But psychologically, there is yet another boundary that is often drawn even more narrowly in the attempt to answer the question "Who am I?" That is the boundary between the part of our mind/ego that we are willing to accept, and the part that is often called the "shadow." We want to wall off from consideration those parts of ourselves that are unacceptable and only embrace the good in our self-definition. This boundary causes reactions like repression and projection of the negative onto others; something often seen in the authoritarian personality.
Now it becomes clear why Wilbur titled his book "No Boundary." His prescription is to get rid of the boundaries and find the "transpersonal self," which he describes this way:
As the individual begins to reflect on her life through the eyes of the archetypes and mythological images common to humankind, her awareness may begin to shift to a more universal perspective. She is looking at herself not through her own eyes, which are in some ways prejudiced, but through the eyes of the collective human spirit - a different view indeed! She is no longer exclusively preoccupied with her own personal vantage point. In fact, if this process quickens correctly, her identity, her very self, expands qualitatively to these more or less global dimensions, and her soul becomes saturated with depth.

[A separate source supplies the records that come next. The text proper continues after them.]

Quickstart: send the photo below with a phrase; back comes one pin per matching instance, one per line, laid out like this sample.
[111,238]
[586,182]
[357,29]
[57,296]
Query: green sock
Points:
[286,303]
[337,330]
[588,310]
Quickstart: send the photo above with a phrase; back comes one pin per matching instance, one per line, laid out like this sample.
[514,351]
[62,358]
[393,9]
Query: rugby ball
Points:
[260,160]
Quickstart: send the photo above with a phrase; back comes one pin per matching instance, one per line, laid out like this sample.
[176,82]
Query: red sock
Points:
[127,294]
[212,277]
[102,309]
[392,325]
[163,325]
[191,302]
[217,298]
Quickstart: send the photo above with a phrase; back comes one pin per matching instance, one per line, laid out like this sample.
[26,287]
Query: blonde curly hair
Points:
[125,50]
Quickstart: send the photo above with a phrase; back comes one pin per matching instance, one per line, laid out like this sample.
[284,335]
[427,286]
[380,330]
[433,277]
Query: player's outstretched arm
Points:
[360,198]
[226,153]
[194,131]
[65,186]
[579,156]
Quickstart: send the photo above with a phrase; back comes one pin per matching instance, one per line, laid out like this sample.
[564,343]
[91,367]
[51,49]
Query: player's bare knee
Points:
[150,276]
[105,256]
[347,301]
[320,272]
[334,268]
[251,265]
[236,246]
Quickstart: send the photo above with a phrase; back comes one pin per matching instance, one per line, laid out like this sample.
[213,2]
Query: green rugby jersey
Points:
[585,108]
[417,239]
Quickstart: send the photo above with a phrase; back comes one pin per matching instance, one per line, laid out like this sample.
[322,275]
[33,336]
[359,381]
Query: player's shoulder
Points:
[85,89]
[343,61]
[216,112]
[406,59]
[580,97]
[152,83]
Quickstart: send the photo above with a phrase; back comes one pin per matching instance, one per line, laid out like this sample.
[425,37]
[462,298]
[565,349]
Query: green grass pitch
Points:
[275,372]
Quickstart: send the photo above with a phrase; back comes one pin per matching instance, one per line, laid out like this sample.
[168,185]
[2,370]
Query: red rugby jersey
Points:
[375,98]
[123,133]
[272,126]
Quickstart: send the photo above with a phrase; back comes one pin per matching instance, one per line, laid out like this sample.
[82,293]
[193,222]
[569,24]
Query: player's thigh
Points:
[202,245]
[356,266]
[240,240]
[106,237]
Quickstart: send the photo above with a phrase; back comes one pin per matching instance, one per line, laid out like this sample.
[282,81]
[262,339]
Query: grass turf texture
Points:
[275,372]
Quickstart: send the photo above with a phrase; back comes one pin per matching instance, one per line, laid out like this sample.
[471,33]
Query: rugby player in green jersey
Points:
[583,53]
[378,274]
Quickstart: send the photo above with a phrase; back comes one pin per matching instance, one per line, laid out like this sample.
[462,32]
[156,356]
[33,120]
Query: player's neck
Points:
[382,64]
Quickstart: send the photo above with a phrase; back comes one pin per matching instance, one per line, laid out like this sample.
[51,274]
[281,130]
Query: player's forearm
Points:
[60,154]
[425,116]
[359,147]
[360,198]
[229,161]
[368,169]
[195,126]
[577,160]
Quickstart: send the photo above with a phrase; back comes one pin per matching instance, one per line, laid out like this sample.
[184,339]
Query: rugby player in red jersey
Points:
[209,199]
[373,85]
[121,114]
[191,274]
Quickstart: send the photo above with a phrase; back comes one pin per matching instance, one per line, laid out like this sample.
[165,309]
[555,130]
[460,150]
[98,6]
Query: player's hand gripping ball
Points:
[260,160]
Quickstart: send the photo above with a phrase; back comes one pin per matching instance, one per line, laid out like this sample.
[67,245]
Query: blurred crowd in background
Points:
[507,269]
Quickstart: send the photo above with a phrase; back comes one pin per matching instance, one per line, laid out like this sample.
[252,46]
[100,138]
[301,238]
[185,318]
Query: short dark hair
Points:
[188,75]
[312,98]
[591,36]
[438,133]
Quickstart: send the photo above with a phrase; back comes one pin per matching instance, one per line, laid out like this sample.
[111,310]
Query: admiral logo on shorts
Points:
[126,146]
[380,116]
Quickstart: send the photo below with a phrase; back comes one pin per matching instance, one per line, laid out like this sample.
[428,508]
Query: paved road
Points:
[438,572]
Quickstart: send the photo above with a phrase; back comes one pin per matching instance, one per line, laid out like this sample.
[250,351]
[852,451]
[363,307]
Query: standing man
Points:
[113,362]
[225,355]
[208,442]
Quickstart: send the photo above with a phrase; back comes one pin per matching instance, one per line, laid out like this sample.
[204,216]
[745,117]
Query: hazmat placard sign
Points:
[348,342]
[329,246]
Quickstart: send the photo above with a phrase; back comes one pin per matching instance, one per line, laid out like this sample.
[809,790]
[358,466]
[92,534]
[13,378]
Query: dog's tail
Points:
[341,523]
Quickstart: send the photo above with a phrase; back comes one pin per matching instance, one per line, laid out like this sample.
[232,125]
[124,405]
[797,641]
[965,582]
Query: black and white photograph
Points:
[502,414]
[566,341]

I am way too much of an amateur to go much farther with all this. But somehow I feel that this distinction is critical for us to begin to grasp and that our ability to do so would revolutionize how we treat each other and the planet. Our feelings of loneliness and isolation are fed by these false boundaries we create for ourselves. And that, in turn fuels the fear, greed, and addiction that keeps people so blinded and numb to what is happening in our country and in the world.
So I'll leave you with Wilbur's question, "Who are you?"